[openal] Building with MinGW...?

Chris Robinson chris.kcat at gmail.com
Sat May 31 00:42:14 EDT 2014


On 05/30/2014 09:19 PM, Mark Sibly wrote:
> Thanks Chris, using mingw-w64 did the trick. I almost had it going with
> mingw-w32, but ran into dsound.h issues so gave up. mingw-w64 also fixed
> some problems I was having with missing c++11 std features...

Cool :)

> Quick question re: mingw-64 though: when I installed it, it had a combo box
> for 'architecture' - i686 or x86_64.
>
> What do they mean here exactly? Is this what the 64 compilers can 'build'
> for? I selected i686, so does that mean I'm running 64bit compilers that
> generate 32bit exes?
 >
 > If so, I take it this is correct for OpenAL32?
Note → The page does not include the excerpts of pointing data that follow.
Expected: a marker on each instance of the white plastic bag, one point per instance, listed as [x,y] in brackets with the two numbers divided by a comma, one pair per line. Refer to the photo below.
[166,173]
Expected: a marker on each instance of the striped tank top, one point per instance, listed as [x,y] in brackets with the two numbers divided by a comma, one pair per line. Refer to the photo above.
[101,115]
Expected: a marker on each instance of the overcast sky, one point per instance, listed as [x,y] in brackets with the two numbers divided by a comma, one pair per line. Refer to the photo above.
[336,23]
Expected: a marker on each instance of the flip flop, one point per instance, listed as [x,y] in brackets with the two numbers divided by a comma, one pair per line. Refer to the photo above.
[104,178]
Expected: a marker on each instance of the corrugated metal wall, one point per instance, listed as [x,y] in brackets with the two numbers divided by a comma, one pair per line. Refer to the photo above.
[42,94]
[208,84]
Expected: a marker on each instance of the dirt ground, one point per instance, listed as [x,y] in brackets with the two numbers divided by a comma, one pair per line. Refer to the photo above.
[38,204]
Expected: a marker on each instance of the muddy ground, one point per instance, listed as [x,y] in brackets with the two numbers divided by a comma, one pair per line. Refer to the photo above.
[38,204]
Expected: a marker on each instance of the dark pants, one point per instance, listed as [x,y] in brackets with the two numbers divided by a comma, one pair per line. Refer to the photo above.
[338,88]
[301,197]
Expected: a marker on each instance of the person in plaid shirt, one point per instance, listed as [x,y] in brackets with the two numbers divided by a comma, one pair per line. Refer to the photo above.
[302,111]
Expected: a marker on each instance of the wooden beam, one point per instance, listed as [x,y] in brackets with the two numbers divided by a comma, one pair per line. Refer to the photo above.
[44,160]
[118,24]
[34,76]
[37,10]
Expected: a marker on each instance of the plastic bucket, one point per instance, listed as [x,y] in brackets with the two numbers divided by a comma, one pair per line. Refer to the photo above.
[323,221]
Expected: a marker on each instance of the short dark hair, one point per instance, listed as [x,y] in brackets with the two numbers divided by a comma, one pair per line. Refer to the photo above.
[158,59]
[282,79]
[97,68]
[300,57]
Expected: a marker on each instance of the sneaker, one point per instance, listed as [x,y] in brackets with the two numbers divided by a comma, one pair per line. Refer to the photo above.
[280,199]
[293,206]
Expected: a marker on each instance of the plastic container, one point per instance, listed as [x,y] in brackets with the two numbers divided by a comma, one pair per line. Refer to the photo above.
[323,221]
i686 is for creating 32-bit libs and apps, and x86_64 is for creating 
64-bit libs and apps. Which one to use depends on what you're building 
for... 64-bit has some advantages with CPU capabilities and has a lot of 
address space, but requires a 64-bit OS. 32-bit is limited to a 4GB 
address space per process, but will run on 32-bit and 64-bit OSs (you'll 
also need to pass in extra cflags to properly enable SSE and such for 
the things you build).

OpenAL Soft will build as 32-bit or 64-bit, but it needs to be the same 
as the app it's used for (i.e. a 32-bit dll with a 32-bit exe, or a 
64-bit dll with a 64-bit exe; you can't use a 32-bit dll with a 64-bit 
exe or a 64-bit dll with a 32-bit exe even on a 64-bit OS).

Note that the 64-bit dll will be called OpenAL32.dll just like the 
32-bit dll, because that is what Creative used for its 64-bit drivers 
for some reason and OpenAL Soft follows that for compatibility purposes.